I have nothing to do till 4:30 – when I have an interview for a writing assignment – so I decided to spend the day trolling for and playing with buyers. First I go to a craigslist forum, first time I’ve ever done that, and reassure the guy who has been told that the closing costs on a $250,000 house will run him $25K. I write a well-reasoned, reassuring, top-financial-guru kind of post, and only later notice that he’s in Philly. D’oh!

Then I have a FSBO in my building that’s an open listing, so I spend some time crafting a craigslist post on that. I go over and over the copy about the apartment, honing it to perfection so that a reader would buy just this apartment and nobody else’s, and then I notice an hour has gone by. An hour! Is playing on the Internet really working?

Time is so elastic with me, it feels like nothing ever gets done. I have a strategy to fight this, which is that I am going to go forth in the world and buy a day planner. Sure, I’m being too reactive now, but once I have a Filofax and a fistful of colored pencils, lookout, world!

On my way to the stationery store, I work on my column for two weeks from now, a sort of complicated idea that will take a while to pull off. My lips must be flapping because people move away from me on the sidewalk, ever so slightly. They’re probably not potential clients anyway.

Back home, my buyers who are looking for a share e-mail me. These are clients who came in the classic way: I dangled my listing on craigslist, they asked about it, and I showed enough knowledge and personality that they agreed to look at properties with me.

Unfortunately, the thing I’ve picked out for them is a Wallpaper Magazine-like dollhouse, with a 10-foot bedroom, a 7-foot bedroom and a bar fridge in the kitchen. The agent isn’t releasing square footage, but 500 is a safe bet. Not only is it too small for two full-sized people, my buyers have seen it before. I wonder at this, because of course I’d sent them the floorplan, and you’d think a 7-foot bedroom would be kind of memorable.

To make up for the fact I haven’t shown them anything new and good, last night I had written a sort of overview memo, saying, sure there are 10 listings, but they really just fall into four categories and this will help you think about them. Now they want more info, and I send them directly to some of the selling agents’ Web sites. Am I an Internet-savvy client servicer, or a moron who just kissed her commission goodbye? Too early to tell.

Another buyer, Joe, is back, with a slightly elevated price range, so I run him a new search and try to book a couple of new appointments.

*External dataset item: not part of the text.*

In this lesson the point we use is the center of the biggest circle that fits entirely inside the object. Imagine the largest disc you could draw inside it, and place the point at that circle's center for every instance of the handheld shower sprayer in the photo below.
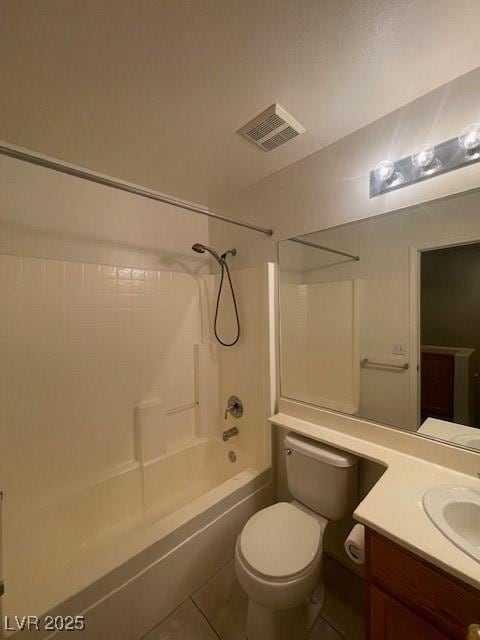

Then the day is almost gone. I’ve been on the phone and the computer all day with absolutely nothing to show for it. My friend Kevin calls.

“How are you doing?” he says.

“I can’t tell. I’m flogging my listing, and that will eventually get sold, so that’s a commission, but my two buyer clients I can’t tell. One may not have enough money to truly buy anything and I may have given the others enough information to walk.”

“Why’d you do that?”

“They were young and tech-savvy and I positioned it as part of my terrific client service. I had a writing assignment, and I didn’t want to not hold up the speed of the transaction while I did it. I’m hoping they’ll feel grateful, and not skip.”

“Well, you’re learning,” he said. “If they don’t skip, you’ve got a commission, and if they do you’ll never do that again. It sounds like you’re doing the right things. It’s not like you’re sitting around eating bonbons.”

No, he’s right, I’m not. Photo chocolates of luxury condo developments don’t count as bonbons, do they?